Não é só homofobia: 10 erros do texto ‘Parada gay, cabra e espinafre’ publicado na Veja

podebeijar


por Manu Berem, no Jezebel
Você já deve ter visto que o texto opinativo“Parada gay, cabra e espinafre”, publicado por J.R. Guzzo na Veja que foi às bancas neste fim de semana, está causando comoção nas redes sociais. Tanto no Twitter, como no Facebook e em blogs, o texto é classificado como homofóbico por se posicionar contra a luta pela causa gay. Os exemplos grosseiros utilizados para defender a postura contra o casamento gay como “Um homem também não pode se casar com uma cabra, por exemplo; pode até ter uma relação estável com ela, mas não pode se casar” geraram raiva e piadas contra a revista. Porém, o texto ainda contém outros erros tão graves quanto estes: o autor apresenta verdades sem checar as informações, baseia-se em clichês populares perigosos e estabelece uma lógica nos argumentos que é preguiçosa e conduz o pensamento do leitor para um caminho errado. 
Para começar, o emaranhado de parágrafos do texto de J.R. Guzzo tenta defender que a a luta pelos direitos homossexuais é uma guerra que está gerando mais animosidade do que efeitos positivos. Premissa que eu, particularmente, derrubo logo que ela se apresenta. Podemos concordar com Guzzo que todo movimento social corre o risco ou acaba por perder o foco em algum ponto da sua argumentação ou ações, gerando efeitos colaterais inesperados. Porém, se estes efeitos colaterais não dominam o objetivo central de um movimento, não formam algo suficiente para eliminá-lo.
O primeiro erro grave de J.R. Guzzo é dizer que o “movimento gay”, e consequentemente a “comunidade gay” e a “causa gay”, não existem, já que são compostos por indivíduos diferentes, com vontades diferentes, apenas com “suas preferências sexuais” em comum. Com isso, vemos o quanto é fácil teorizar sobre um movimento em cima de um discurso lógico quando não há nem a leve intenção de conhecer realmente a razão dele existir.
O movimento gay, assim como qualquer movimento social que luta contra qualquer coisa, existe por uma premissa básica: a sociedade é injusta com os indivíduos que o compõem. O mesmo acontece no movimento negro ou feminista, por exemplo. Estes grupos são tratados de formas diferentes pelas outras pessoas e/ou sofrem violências de diversos tipos, níveis e formas. Muito antes de se unirem para decidir o que é melhor para a classe — no texto, J.R. Guzzo coloca isso dizendo “[Os gays] Adotam posições opostas em política, religião ou questões éticas” — eles estão juntos para pedir que a sociedade respeite o que eles são.
Quando alguém não compreende isso, todo e qualquer argumento, por mais que seja bem apresentado, cai por terra. É triste e preocupante quando algo irresponsável como este é dito para um público de, no mínimo, 8 milhões de leitores.

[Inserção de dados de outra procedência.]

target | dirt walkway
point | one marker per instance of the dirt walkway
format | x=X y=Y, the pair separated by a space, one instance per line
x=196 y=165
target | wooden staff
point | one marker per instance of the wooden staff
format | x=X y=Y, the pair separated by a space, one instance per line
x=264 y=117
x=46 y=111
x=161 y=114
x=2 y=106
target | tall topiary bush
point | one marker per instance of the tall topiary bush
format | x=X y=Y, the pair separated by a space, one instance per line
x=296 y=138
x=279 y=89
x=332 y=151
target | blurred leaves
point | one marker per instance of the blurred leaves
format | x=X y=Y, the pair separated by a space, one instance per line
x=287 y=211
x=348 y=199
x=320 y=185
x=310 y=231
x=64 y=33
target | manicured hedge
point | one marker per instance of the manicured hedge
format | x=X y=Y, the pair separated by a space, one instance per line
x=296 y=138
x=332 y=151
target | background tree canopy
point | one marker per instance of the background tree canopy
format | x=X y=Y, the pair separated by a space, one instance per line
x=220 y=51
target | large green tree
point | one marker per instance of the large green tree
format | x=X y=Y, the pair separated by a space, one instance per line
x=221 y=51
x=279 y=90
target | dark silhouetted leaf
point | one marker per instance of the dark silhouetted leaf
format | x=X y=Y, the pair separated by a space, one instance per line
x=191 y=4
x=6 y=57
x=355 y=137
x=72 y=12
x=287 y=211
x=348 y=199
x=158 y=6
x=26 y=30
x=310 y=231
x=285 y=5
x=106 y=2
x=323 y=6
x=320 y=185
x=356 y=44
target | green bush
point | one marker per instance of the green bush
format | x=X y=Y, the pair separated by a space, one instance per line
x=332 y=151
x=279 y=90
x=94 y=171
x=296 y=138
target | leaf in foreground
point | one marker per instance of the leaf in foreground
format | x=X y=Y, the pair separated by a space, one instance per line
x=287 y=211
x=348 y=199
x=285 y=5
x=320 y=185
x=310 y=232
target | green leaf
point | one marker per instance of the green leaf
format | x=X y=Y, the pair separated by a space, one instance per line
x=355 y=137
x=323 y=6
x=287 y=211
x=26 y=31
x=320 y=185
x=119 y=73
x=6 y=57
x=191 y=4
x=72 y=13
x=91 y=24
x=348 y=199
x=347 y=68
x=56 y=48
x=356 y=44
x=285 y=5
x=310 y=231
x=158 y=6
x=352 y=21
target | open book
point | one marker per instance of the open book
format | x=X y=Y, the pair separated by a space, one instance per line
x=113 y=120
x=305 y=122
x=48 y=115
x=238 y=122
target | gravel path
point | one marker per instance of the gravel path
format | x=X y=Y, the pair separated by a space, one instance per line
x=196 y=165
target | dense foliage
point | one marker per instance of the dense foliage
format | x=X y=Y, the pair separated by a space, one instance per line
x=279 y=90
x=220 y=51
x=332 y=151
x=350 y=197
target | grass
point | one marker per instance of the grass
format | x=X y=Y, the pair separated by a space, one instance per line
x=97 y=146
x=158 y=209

Dez erros do texto “Parada gay, cabra e espinafre”

10 — A analogia do Projeto Apollo e da frigideira 
Erro leve, mas já que algo tão distante do assunto foi utilizado como analogia, também é passível de correção. O motivo deste erro são alguns 20 anos de diferença, como lembra Carlos Orsi. Este artigo do Chicago Tribune mostra que a NASA apenas usou o Teflon nas produção dos trajes dos astronautas que foram à Lua em 1961 por ele ser antiaderente, mas ele havia sido inventado em 1941.
9 — O kit gay é um incentivo ao “homossexualismo”
Já não era para o “kit gay”, apelido maldoso dado ao “kit antihomofobia”, uma das grandes polêmicas da campanha para prefeito em São Paulo, ter sido superado ou ao menos devidamente esclarecido?
No texto, J.R. Guzzo requenta a polêmica, simplesmente porque ela é fácil de emplacar, dizendo:
O kit gay, por exemplo, pretendia ser um convite à harmonia – mas acabou ficando com toda a cara de ser um incentivo ao homossexualismo, e só gerou reprovação.
Porém, a iniciativa de Fernando Haddad enquanto Ministro da Educação não foi para frente porque o
material estava incompleto: era necessário, além de apresentar a homossexualidade e discuti-la com as crianças, acrescentar o combate ao bullying ao material.
8 — Não há violência contra gays apenas pelo fato deles serem gays
Ao defender que não há violência contra gays, mas a sociedade como um todo está sofrendo, J.R. Guzzo combina relativização com falta de checagem de dados. Ele diz:
Pelos últimos números disponíveis, entre 250 e 300 homossexuais foram assassinados em 2010 no Brasil. Mas, num país onde se cometem 50000 homicídios por ano, parece claro que o problema não é a violência contra os gays; é a violência contra todos. Os homossexuais são vítimas de arrastões em prédios de apartamentos, sofrem sequestros-relâmpago, são assaltados nas ruas e podem ser mortos com um tiro na cabeça se fizerem o gesto errado na hora do assalto – exatamente como ocorre a cada dia com os heterossexuais; o drama real, para todos, está no fato de viverem no Brasil.
Indo atrás destes dados números utilizados no texto (“250 e 300 homossexuais foram assassinados em 2010 no Brasil”) o que encontramos são números relacionados a crimes de ódio aos gays, estritamente. Os dados são da ONG Grupo Gay Bahia (GGB), considerada uma das primeiras instituições a lutarem pelos direitos homossexuais do País e a única que se preocupa em coletar e formar um banco de dados com números de mortes de gays e travestis. (O Governo Federal não tem preocupação parecida e a GGB já o denunciou à ONU e Comissão dos Direitos Humanos da OEA por não desenvolver este trabalho).
O relatório do primeiro semestre de 2012 revelou que 165 gays haviam sido assassinados, um aumento de 28% em relação aos números do mesmo período do ano anterior. Eles se baseiam em notícias das páginas policiais dos jornais brasileiros que mostram crimes de ódio contra gays e travestis e atualmente mantém atualizado o blog Quem a Homofobia Matou Hoje. Se alguém ainda tiver a dúvida inocente de que alguém morre apenas por ser gay basta dar uma olhadinha neste wordpress sangrento.
7 — A sociedade brasileira não agride os gays, quem faz isso são os delinquëntes
E as agressões gratuitas praticadas contra gays? Não há o menor sinal de que a imensa maioria da população aprove, e muito menos cometa, esses crimes; são fruto exclusivo da ação de delinquentes, não da sociedade brasileira.
J.R. Guzzo entende como “sociedade brasileira” seus colegas de redação, vizinhos de prédio e sujeitos engravatados da padaria perto da sua casa? Nosso conceito de “sociedade”, às vezes, é bem restrito, né?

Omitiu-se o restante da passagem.